The Changing Tides of Race in the District: The Case of Snows Court
Gentrification is a sensitive issue in a city where black Washingtonians became the majority race of residents only in the 1970s but are now witnessing rapid change in who lives where in the District. The July 19, 2011 issue of The New York Times reported:
Race and class issues often overlap, and as the city’s demographics shift – the white population jumped by 31 percent in the past decade, while the black population declined by 11 percent – many less affluent blacks say they are feeling left out of the city’s improving fortunes.
What’s more, the speed of white gentrification in the District marked the Shaw- Bloomingdale-Mt. Vernon Square of zip code 20001 as the “second fastest-whitening zip code in the US,” leading to what Natalie Hopkinson, again, in The New York Times (Sunday, June 22, 2012) in an article aptly entitled “Farewell to Chocolate City,” writes “This is the rage, long simmering just beneath the surface, that is bubbling over now that Washington … ‘Chocolate City,’ has lost its black majority.”
There is an historical ebb and flow to the city’s racial make-up and patterns of residence. In contrast to today’s influx of whites, the black population in the District increased from 19 to 32 percent between 1860 and 1870. A report at the time asserted “the tremendous increase in population, especially of Negroes, ex-slaves, etc., created a real housing shortage, which was met in part by the provision of dwellings built in the City’s many alleys.”
Snow’s Court was the site of “alley dwellings” with cramped quarters housing on average more than five persons in as little as 400 and no more than 700 square feet. Built by C.A. Snow, publisher of the National Intelligencer, Snow’s Court consisted initially of four frame dwellings.
Beginning in 1870, alley dwellings were built at faster rates, with seventeen added in Snow’s Court. But as the District population continued to grow, many alley dwellings became much overcrowded and squalid. Indeed, so substantial was the construction of alley dwellings that Congress created “the Authority,” which was almost immediately renamed the Alley Dwelling Authority to engage in “slum reclamation” in areas containing inhabited alleys. As a result, alley dwellings were prohibited, and by the 1920s many were demolished.
But Snows Court (the apostrophe was lost somewhere along the way) survives.

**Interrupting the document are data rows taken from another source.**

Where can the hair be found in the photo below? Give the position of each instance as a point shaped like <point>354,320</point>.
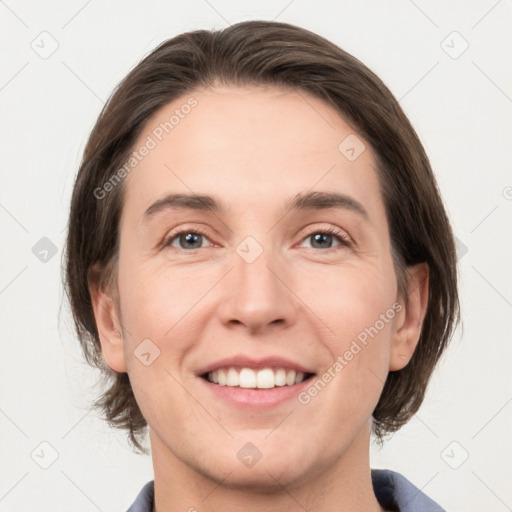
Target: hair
<point>263,53</point>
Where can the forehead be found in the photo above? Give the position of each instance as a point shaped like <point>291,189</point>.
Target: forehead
<point>247,145</point>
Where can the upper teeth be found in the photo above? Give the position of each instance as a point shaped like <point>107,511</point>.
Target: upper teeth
<point>248,378</point>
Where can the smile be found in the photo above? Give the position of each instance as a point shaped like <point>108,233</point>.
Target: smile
<point>265,378</point>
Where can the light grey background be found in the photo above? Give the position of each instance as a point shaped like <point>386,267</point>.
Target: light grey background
<point>461,106</point>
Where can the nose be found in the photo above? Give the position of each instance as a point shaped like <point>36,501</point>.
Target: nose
<point>257,295</point>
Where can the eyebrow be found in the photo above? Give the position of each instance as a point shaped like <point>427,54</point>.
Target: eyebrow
<point>304,201</point>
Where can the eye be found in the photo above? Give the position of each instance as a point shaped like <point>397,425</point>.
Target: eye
<point>322,239</point>
<point>187,239</point>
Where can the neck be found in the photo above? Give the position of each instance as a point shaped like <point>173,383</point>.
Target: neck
<point>343,483</point>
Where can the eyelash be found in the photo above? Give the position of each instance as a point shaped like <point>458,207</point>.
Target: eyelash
<point>342,238</point>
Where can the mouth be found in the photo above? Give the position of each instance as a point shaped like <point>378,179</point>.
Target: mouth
<point>249,383</point>
<point>249,378</point>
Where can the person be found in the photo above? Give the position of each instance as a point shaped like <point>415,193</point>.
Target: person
<point>260,264</point>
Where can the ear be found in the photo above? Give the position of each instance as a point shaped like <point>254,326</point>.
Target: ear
<point>410,319</point>
<point>107,322</point>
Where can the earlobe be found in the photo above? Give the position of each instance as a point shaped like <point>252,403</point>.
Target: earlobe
<point>108,325</point>
<point>410,321</point>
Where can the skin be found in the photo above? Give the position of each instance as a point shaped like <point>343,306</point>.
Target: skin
<point>253,148</point>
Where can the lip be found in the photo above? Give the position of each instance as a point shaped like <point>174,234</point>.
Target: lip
<point>243,361</point>
<point>254,398</point>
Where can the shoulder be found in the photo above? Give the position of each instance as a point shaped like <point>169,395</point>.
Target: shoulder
<point>144,500</point>
<point>395,492</point>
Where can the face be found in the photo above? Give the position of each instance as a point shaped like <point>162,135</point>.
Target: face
<point>276,283</point>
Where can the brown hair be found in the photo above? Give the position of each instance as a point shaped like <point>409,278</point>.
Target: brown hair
<point>281,55</point>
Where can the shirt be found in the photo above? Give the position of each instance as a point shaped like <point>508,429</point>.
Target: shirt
<point>392,490</point>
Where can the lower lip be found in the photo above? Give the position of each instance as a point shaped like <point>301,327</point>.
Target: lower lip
<point>260,398</point>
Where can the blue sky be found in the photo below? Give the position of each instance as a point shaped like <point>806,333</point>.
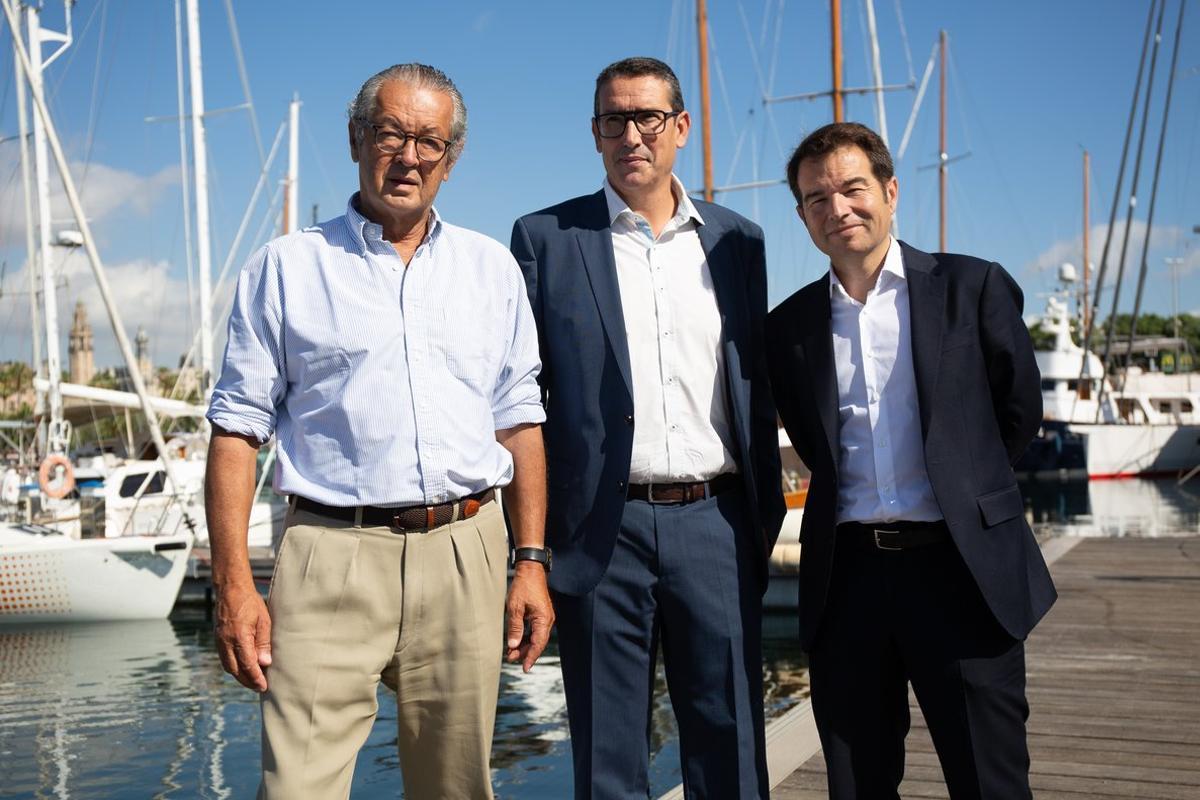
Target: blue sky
<point>1031,84</point>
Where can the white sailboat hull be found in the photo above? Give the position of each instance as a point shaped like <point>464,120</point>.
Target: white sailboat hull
<point>1129,450</point>
<point>54,578</point>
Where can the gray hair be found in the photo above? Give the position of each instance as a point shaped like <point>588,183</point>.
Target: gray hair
<point>423,76</point>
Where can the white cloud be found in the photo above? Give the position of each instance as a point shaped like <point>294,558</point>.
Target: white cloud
<point>144,292</point>
<point>102,191</point>
<point>483,22</point>
<point>1072,250</point>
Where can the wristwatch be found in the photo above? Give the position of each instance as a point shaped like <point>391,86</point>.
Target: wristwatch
<point>540,554</point>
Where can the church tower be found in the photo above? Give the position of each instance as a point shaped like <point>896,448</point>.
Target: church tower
<point>144,366</point>
<point>79,349</point>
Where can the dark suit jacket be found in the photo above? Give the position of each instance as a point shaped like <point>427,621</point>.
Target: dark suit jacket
<point>565,253</point>
<point>981,403</point>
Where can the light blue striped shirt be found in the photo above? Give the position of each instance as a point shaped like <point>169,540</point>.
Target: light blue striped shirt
<point>383,384</point>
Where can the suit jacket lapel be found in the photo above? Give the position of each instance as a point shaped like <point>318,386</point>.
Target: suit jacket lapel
<point>594,238</point>
<point>817,343</point>
<point>927,312</point>
<point>730,305</point>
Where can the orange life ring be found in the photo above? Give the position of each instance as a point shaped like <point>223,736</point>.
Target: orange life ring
<point>47,471</point>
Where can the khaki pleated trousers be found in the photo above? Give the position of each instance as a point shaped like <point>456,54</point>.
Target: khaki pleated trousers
<point>354,606</point>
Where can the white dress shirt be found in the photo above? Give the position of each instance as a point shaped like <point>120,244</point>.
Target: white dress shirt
<point>881,462</point>
<point>383,384</point>
<point>673,326</point>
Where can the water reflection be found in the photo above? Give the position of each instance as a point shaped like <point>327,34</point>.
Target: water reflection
<point>1122,507</point>
<point>143,710</point>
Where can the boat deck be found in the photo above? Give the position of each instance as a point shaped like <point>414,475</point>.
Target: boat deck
<point>1114,684</point>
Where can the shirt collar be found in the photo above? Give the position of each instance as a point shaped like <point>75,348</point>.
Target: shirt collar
<point>364,230</point>
<point>892,270</point>
<point>684,209</point>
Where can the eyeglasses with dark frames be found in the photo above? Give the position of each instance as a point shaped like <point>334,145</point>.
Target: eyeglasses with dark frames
<point>430,149</point>
<point>648,121</point>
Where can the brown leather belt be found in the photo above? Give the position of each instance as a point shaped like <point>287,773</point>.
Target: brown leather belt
<point>403,518</point>
<point>899,535</point>
<point>683,493</point>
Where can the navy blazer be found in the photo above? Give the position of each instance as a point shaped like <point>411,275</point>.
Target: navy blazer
<point>567,256</point>
<point>981,403</point>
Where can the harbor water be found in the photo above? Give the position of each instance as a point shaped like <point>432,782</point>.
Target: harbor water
<point>139,710</point>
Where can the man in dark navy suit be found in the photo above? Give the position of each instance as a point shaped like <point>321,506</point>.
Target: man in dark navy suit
<point>665,493</point>
<point>907,384</point>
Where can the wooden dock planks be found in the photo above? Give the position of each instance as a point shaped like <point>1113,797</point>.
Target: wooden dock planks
<point>1114,683</point>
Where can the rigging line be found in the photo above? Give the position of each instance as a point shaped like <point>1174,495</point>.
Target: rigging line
<point>1116,198</point>
<point>917,101</point>
<point>1003,174</point>
<point>754,50</point>
<point>66,65</point>
<point>184,169</point>
<point>253,202</point>
<point>904,37</point>
<point>93,113</point>
<point>245,80</point>
<point>737,156</point>
<point>1133,190</point>
<point>720,82</point>
<point>1153,193</point>
<point>959,104</point>
<point>316,154</point>
<point>774,52</point>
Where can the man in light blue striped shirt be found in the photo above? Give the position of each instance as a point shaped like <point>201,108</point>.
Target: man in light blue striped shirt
<point>394,358</point>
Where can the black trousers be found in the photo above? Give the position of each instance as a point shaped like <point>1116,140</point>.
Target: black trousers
<point>894,617</point>
<point>685,576</point>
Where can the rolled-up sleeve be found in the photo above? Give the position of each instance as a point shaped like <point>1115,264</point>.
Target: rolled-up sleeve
<point>253,373</point>
<point>517,396</point>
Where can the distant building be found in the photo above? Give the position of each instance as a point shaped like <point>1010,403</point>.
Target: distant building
<point>83,365</point>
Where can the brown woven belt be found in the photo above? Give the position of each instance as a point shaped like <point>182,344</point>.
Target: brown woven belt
<point>683,493</point>
<point>403,518</point>
<point>897,535</point>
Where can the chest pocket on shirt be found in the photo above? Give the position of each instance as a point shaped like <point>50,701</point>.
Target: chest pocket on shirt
<point>322,372</point>
<point>467,341</point>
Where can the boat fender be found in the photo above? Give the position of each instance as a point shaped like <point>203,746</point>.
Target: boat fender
<point>64,480</point>
<point>10,489</point>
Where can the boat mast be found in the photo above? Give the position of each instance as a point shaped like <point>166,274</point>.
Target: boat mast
<point>1153,196</point>
<point>1086,238</point>
<point>89,245</point>
<point>58,434</point>
<point>877,72</point>
<point>35,293</point>
<point>201,173</point>
<point>292,185</point>
<point>941,146</point>
<point>839,110</point>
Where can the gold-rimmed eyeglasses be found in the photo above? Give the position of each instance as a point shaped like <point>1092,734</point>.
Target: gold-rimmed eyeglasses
<point>648,121</point>
<point>430,149</point>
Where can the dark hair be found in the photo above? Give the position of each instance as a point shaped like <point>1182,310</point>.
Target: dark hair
<point>840,134</point>
<point>639,67</point>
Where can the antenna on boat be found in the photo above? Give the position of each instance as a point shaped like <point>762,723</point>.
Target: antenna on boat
<point>706,126</point>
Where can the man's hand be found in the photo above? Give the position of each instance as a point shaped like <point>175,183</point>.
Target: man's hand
<point>244,627</point>
<point>528,603</point>
<point>244,636</point>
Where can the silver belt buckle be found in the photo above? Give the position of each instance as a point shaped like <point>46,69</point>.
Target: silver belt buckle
<point>649,494</point>
<point>879,543</point>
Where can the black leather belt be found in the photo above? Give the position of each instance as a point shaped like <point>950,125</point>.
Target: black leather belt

Located in Foggy Bottom between 24th and 25th streets, west to east, and between I and K streets, south to north (see map below), the four row houses are recorded as having been built in 1870.
The 885-square foot row house located at 21 Snows Court has two bedrooms and one bath and it’s estimated value at sale $436,200. Number 5 contains more than 1,000 square feet and includes two bedrooms and one bathroom.
The median value of black households in the District is $36,948, that of white nearly $100,000. Number 5 Snows Court is for sale by owner asking $549,000. The race of current occupants of 5 and 21 Snows Court is not known, but odds are that they are white residents in “alley dwellings” that were homes not all that long ago to black Washingtonians.